Another more modern ritual that hails from Japan is known as forest bathing. The goal? To become immersed in the natural environment by way of the smells, textures, tastes and sights of the forest. The practice began in the early 1990s when the Japanese Ministry of Agriculture, Forestry and Fisheries coined the term Shinrin-yoku for it, primarily intended as a preventative healthcare technique. Forest bathing is starting to take off in the U.S.—the Associations of Nature & Forest Therapy plans to train and certify about 250 new guides this year and aims to have 1,000 trained guides within three years.

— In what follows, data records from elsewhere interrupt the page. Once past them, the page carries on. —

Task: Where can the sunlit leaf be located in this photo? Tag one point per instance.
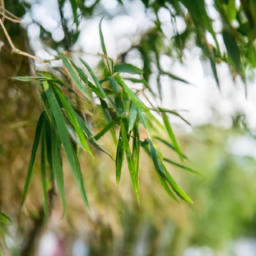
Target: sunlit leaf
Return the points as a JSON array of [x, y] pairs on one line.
[[127, 68], [33, 155], [74, 76], [171, 134]]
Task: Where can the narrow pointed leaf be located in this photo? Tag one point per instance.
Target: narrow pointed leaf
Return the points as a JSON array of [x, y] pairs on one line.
[[43, 173], [107, 128], [127, 68], [64, 136], [74, 76], [169, 145], [119, 157], [175, 186], [33, 155], [130, 160], [70, 114], [57, 166], [171, 135], [132, 95], [132, 116], [181, 166]]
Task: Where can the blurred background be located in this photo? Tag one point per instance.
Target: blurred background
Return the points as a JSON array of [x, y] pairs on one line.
[[220, 143]]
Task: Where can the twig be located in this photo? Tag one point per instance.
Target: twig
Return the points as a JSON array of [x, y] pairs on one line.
[[9, 13], [14, 49], [2, 7]]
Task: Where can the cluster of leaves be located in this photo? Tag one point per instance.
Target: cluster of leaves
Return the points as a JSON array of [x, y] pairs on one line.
[[60, 124]]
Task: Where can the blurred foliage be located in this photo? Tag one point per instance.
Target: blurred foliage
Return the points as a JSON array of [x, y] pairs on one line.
[[77, 108]]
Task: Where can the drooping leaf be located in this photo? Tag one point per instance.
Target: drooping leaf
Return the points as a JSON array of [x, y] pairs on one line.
[[132, 95], [74, 10], [119, 157], [63, 132], [33, 155], [57, 166], [129, 159], [181, 166], [70, 114], [132, 116], [136, 148], [43, 172], [74, 76], [84, 77], [171, 135], [175, 186], [4, 218], [169, 145], [127, 68]]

Why are glorified nature hikes suddenly taking off? A growing body of evidence suggests that forest bathing can help boost immunity and mood and reduce stress. A 2011 study compared the effects of walking in the city to walking in the forest. While both walks required the same physical output, researchers found that the forest walkers had more significant reductions in blood pressure and certain stress hormones.
Personal and community-based grief rituals
In other cultures, grief is valued rather than frowned upon. Sobonfu Somé, author, teacher and activist, says, “For my people, the Dagara tribe of Burkina Faso in West Africa, we see that in life it is necessary to grieve those things that no longer serve us and let them go. When I grieve I am surrounded by family reassuring me that the grieving is worthwhile and I can grieve as much as I want. We experience conflicts, loved ones die or suffer, dreams never manifest, illnesses occur, relationships break up, and there are unexpected natural disasters. It is so important to have ways to release those pains to keep clearing ourselves. Hanging on to old pain just makes it grow until it smothers our creativity, our joy, and our ability to connect with others. It may even kill us. Often my community uses grief rituals to heal wounds and open us to spirit’s call.”
The bottom line: Rather than sucking it up or compartmentalizing our grief, as we are explicitly or implicitly taught, fully experiencing our grief, without judging its duration, is far better for our mental health. A funeral, cremation, or memorial service may not be enough to get at, and be with, the deep reservoirs of grief we hold in. But developing your own personal grieving rituals, on the other hand, may hold a key to healing. A 2014 study exploring how people cope with extreme loss found that emotional resiliency was linked to performing private rituals that expressed their anguish. Rituals, it turned out, helped the mourners reclaim a sense of control and agency, rather than feeling powerless and out of control.